Le Trésor public camerounais a levé 144,25 milliards de FCFA (environ 235 millions de dollars) sur le marché des titres publics de la Banque des États de l’Afrique centrale (BEAC) le 30 mars 2026. Cette opération, réalisée par émission d’obligations du Trésor assimilables (OTA) avec des maturités allant de 2 à 6 ans, visait initialement à mobiliser 150 milliards de FCFA.
La levée de fonds s'est effectuée par syndication domestique, un mécanisme approuvé par la BEAC en 2021. Ce système permet à un État d'émettre des titres publics par l'intermédiaire d'un groupe de spécialistes en valeurs du Trésor (SVT) constitué en syndicat, avec un chef de file. Pour cette opération, le syndicat était dirigé par SCB Cameroun, filiale locale du groupe marocain Attijariwafa Bank, et comprenait également les banques Société Générale et Ecobank.

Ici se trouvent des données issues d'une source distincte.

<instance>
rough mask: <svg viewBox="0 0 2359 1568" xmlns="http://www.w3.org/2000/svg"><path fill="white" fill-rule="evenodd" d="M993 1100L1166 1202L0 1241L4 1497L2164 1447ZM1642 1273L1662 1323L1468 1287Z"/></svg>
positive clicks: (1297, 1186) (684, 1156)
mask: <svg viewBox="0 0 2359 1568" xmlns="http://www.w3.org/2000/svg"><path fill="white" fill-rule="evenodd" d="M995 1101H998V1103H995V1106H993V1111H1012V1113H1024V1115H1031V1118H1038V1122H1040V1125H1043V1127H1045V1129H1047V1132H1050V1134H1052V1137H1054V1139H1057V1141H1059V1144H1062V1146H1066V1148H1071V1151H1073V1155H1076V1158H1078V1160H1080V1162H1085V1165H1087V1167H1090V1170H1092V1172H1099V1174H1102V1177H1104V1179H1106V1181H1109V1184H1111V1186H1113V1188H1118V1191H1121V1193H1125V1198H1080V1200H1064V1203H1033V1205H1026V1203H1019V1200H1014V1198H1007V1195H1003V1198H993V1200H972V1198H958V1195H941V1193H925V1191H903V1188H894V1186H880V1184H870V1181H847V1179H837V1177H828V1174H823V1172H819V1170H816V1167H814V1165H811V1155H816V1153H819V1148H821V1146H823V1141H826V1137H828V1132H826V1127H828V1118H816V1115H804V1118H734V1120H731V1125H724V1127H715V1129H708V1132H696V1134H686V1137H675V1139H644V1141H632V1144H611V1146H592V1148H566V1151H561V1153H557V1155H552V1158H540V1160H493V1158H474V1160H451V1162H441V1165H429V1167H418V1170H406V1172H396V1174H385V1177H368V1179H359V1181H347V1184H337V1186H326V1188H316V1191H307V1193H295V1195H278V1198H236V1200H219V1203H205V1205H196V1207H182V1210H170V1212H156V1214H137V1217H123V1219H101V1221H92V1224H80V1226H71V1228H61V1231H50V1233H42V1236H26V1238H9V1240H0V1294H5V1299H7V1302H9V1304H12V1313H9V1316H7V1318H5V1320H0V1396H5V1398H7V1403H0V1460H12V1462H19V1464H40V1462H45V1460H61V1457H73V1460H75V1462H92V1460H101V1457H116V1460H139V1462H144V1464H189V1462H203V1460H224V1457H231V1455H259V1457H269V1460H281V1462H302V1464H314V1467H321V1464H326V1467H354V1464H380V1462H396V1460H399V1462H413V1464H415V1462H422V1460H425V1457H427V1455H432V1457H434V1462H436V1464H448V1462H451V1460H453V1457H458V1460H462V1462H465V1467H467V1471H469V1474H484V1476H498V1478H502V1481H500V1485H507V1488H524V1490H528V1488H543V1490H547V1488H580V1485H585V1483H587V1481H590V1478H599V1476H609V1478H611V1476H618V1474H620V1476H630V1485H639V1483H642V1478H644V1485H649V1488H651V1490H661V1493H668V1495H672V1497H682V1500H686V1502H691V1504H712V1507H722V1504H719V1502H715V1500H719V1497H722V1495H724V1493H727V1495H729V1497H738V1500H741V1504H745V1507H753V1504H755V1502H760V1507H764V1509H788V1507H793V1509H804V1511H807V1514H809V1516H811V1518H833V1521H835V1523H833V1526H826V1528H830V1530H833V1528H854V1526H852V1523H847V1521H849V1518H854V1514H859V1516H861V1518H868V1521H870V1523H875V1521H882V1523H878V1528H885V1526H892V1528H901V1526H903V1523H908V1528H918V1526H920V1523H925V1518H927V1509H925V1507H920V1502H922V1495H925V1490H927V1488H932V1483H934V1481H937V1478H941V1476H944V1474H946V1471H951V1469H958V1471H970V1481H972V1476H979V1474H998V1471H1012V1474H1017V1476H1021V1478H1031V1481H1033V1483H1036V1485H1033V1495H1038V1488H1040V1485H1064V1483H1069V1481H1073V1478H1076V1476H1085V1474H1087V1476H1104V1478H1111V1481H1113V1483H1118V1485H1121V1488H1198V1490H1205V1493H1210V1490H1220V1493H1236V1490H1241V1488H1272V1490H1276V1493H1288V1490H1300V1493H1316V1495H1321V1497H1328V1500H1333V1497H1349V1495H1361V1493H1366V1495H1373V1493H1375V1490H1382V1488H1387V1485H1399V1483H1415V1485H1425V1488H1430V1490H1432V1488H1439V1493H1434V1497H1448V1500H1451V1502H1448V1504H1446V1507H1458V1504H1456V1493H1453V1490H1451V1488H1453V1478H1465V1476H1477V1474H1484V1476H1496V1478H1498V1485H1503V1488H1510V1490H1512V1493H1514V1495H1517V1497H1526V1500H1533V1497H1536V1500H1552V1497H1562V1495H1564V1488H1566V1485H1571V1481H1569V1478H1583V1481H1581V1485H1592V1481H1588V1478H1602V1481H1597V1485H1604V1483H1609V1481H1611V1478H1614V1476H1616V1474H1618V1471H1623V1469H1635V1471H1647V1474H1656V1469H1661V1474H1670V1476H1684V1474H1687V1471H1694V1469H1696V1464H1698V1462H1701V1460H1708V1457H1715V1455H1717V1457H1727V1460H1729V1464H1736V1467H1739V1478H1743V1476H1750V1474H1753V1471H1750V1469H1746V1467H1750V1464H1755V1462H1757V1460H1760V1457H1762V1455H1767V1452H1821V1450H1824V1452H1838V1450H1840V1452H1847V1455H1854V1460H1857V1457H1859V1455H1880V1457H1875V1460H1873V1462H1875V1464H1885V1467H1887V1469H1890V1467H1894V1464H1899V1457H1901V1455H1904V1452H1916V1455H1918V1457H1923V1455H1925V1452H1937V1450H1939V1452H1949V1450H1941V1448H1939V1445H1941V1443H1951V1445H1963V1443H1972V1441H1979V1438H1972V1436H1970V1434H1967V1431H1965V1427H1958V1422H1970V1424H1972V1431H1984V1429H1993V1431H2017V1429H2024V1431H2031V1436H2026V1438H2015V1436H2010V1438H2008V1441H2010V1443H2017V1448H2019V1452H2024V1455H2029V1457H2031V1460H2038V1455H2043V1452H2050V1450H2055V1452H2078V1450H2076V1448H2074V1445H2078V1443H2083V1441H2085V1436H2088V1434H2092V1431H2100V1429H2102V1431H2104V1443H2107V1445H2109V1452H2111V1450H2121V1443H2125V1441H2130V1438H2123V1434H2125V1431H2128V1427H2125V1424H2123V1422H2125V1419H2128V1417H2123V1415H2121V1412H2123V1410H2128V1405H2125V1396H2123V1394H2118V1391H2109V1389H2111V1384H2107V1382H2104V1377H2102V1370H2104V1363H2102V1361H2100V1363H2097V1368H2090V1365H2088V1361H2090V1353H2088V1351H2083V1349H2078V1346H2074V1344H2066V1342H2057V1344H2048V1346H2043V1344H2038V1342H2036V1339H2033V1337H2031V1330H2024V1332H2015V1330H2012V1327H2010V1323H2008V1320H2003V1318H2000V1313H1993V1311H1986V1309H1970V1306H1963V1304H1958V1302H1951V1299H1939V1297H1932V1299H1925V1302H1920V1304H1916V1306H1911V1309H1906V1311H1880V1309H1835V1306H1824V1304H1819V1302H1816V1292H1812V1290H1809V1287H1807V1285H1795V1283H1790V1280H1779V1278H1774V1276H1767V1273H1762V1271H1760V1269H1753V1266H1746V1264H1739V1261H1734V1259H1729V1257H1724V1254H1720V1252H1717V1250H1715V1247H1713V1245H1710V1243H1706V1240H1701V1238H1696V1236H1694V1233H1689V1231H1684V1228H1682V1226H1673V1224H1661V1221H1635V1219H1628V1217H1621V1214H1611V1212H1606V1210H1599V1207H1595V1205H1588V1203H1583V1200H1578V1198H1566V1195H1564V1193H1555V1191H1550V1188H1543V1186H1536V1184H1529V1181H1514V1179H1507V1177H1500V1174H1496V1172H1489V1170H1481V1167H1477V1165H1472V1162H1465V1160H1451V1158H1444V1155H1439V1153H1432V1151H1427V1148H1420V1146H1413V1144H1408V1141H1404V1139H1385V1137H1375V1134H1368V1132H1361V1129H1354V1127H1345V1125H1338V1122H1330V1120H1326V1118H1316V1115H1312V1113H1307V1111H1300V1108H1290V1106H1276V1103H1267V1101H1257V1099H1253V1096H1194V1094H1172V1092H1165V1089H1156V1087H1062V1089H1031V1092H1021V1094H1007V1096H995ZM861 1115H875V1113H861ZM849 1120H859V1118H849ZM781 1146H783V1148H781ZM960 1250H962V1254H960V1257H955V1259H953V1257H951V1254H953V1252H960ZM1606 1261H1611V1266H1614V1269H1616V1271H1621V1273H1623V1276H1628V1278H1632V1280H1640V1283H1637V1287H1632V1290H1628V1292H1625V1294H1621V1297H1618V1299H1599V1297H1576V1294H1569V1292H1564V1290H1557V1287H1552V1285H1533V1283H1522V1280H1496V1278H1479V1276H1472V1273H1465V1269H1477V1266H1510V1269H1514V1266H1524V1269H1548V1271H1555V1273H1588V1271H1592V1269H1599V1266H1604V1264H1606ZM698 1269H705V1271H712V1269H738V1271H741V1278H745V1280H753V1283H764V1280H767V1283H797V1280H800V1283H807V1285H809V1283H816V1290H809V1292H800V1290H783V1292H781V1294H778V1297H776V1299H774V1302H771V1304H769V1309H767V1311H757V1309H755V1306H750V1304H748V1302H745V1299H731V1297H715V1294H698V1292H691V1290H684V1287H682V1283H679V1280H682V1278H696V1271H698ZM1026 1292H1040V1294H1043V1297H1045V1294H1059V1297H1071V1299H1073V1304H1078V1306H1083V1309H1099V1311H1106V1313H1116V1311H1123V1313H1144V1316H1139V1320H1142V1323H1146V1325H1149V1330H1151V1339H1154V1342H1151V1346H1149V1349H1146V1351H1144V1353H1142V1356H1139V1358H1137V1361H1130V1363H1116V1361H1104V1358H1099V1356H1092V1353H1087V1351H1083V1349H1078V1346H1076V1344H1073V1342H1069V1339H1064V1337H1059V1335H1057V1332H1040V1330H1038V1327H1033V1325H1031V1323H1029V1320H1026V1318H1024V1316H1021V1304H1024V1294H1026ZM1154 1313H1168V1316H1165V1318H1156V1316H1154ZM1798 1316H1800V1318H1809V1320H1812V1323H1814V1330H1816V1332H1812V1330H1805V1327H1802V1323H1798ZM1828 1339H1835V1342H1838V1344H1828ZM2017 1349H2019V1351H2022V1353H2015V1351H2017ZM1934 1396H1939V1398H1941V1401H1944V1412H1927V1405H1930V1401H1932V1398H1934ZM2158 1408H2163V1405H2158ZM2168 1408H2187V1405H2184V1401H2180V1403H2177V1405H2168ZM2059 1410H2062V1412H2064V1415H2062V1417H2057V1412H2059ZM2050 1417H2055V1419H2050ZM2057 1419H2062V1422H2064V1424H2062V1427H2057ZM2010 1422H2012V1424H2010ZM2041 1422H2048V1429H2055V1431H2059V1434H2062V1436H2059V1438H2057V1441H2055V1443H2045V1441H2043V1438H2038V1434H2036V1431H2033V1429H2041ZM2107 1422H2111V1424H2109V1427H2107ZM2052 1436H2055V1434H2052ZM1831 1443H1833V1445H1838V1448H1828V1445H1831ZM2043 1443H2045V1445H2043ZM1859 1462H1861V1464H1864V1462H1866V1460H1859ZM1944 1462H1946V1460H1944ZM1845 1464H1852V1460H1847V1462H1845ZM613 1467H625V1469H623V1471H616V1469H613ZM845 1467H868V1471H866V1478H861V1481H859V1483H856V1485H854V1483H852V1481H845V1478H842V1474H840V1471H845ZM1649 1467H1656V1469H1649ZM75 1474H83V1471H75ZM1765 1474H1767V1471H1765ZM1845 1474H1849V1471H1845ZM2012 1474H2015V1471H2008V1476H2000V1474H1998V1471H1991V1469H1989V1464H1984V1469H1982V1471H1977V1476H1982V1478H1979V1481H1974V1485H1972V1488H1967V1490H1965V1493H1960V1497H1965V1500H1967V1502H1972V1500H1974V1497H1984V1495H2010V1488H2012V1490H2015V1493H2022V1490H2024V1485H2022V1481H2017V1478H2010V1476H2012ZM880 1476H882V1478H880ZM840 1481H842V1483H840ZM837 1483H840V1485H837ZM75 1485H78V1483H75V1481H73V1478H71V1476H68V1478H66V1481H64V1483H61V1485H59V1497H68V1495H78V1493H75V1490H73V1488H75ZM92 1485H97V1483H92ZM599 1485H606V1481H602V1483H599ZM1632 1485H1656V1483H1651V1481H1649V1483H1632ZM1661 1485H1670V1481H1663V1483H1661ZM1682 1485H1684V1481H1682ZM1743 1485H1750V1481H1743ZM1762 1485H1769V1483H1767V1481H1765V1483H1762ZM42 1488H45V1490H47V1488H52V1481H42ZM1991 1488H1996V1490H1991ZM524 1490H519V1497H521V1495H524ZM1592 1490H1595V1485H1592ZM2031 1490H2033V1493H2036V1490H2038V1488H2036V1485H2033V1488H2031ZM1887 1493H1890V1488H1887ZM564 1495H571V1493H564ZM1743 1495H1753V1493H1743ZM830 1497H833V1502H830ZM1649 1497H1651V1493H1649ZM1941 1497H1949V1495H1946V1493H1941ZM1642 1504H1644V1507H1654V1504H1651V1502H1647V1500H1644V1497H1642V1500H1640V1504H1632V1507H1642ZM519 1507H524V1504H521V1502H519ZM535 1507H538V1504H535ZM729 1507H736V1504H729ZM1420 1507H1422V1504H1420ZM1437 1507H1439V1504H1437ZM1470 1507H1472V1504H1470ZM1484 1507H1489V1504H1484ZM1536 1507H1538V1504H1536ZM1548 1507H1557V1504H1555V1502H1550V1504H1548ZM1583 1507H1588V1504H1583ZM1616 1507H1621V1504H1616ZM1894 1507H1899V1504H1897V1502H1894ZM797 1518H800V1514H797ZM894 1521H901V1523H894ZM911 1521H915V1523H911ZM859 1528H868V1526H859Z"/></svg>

L'opération du 30 mars s'inscrit dans le calendrier prévisionnel des opérations sur les valeurs du Trésor que le Cameroun prévoit de réaliser sur le marché de la BEAC au cours du deuxième trimestre 2026. Selon le document publié par la BEAC, le gouvernement camerounais prévoit d'emprunter un montant total de 580 milliards de FCFA sur ce marché durant cette période. Ce montant équivaut à environ 1,02 milliard de dollars américains.
Dans le détail, le gouvernement camerounais prévoit de mobiliser 160 milliards de FCFA en avril 2026, 155 milliards de FCFA en mai et 265 milliards de FCFA en juin. Ces emprunts seront réalisés via des émissions de bons du Trésor assimilables (BTA), avec des maturités de 13 à 52 semaines, et des OTA, dont les maturités varieront de 2 à 15 ans. Le calendrier indique une préférence pour les BTA, notamment en juin (195 milliards de FCFA sur 265 milliards) et en avril (95 milliards de FCFA sur 160 milliards).
Les BTA sont généralement utilisés pour gérer les besoins de trésorerie à court terme, comme le paiement des salaires ou des factures. Les OTA, en revanche, servent à financer des projets de développement à plus long terme. La stratégie actuelle du ministère des Finances consiste souvent à émettre de nouveaux BTA pour rembourser les dettes arrivant à échéance, préservant ainsi les recettes de l'État pour d'autres priorités. Toutefois, cette approche augmente la dépendance du pays au refinancement à court terme et pourrait indiquer des tensions sur la trésorerie de l'État.
Le Cameroun a démarré l'année 2026 avec une dynamique favorable sur le marché des titres publics de la BEAC. En janvier 2026, le taux moyen de souscription des BTA émis par le pays s'est établi à 84,84 %, une progression de 25,7 % par rapport à décembre 2025. Le pays prévoit d'émettre pour 580 milliards de FCFA de titres publics au deuxième trimestre 2026.